Interview Tsai Ming-Liang

Introduction
Rencontre avec Tsaï Ming-Liang venu présenter à Paris son dernier opus "La Saveur de la pastèque" récompensé du prix de la " meilleure contribution artistique" à la Berlinale 2005, non sans avoir fait claquer quelques sièges. L'occasion de six questions sur ce nouveau chef d'oeuvre , drôle et tragique, réaliste et baroque.
Interview

Que recouvre le titre original du film « Un nuage au bord du ciel » et comment en est-on arrivé à « la Saveur de la pastèque » ?
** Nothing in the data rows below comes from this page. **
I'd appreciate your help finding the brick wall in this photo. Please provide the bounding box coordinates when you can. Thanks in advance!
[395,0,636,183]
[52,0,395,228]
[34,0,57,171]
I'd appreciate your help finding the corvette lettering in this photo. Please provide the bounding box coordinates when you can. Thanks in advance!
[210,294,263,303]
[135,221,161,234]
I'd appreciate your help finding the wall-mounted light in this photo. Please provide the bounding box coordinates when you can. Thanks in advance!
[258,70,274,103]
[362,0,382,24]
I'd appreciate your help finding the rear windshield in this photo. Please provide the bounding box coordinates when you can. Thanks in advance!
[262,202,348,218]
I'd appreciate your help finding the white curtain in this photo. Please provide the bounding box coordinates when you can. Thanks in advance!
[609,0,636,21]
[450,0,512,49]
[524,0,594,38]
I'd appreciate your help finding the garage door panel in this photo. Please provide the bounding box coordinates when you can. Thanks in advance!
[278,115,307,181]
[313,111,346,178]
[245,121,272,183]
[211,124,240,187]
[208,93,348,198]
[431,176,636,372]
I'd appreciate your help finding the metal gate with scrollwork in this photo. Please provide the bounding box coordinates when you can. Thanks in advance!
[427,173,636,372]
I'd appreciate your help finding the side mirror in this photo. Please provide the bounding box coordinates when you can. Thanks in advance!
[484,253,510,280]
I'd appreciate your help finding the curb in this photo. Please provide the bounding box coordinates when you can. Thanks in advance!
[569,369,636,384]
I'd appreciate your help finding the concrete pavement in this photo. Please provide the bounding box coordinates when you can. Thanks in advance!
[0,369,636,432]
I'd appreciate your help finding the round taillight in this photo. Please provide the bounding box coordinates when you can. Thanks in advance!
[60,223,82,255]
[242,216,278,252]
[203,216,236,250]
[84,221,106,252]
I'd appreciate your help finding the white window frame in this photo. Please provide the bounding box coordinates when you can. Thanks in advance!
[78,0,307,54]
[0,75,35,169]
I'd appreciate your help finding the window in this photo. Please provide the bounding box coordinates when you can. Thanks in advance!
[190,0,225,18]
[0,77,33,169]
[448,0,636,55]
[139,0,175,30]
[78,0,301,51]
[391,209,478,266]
«Un nuage au bord du ciel » est le titre d’une chanson (Tian Bian Yi Duo Yun interprétée par Bai Guang), j’ai choisi ce titre parce qu’il reflète les sentiments qu’éprouvent les personnages du film: deux nuages errants, passifs en quelque sorte, qui se rencontrent puis se séparent.
Je peux par contre difficilement juger du titre français, il vient des distributeurs, je m’en remets à leur savoir-faire et à leur façon de communiquer autour d’un film.Chaque pays a une culture différente, je sais qu’inversement les titres de films français sont souvent traduits à Taiwan en fonction des habitudes du public.
Et puis, vous savez, certes un nuage flotte dans le ciel mais on peut très bien voir une pastèque peut flotter dans une rivière !!. (rires …)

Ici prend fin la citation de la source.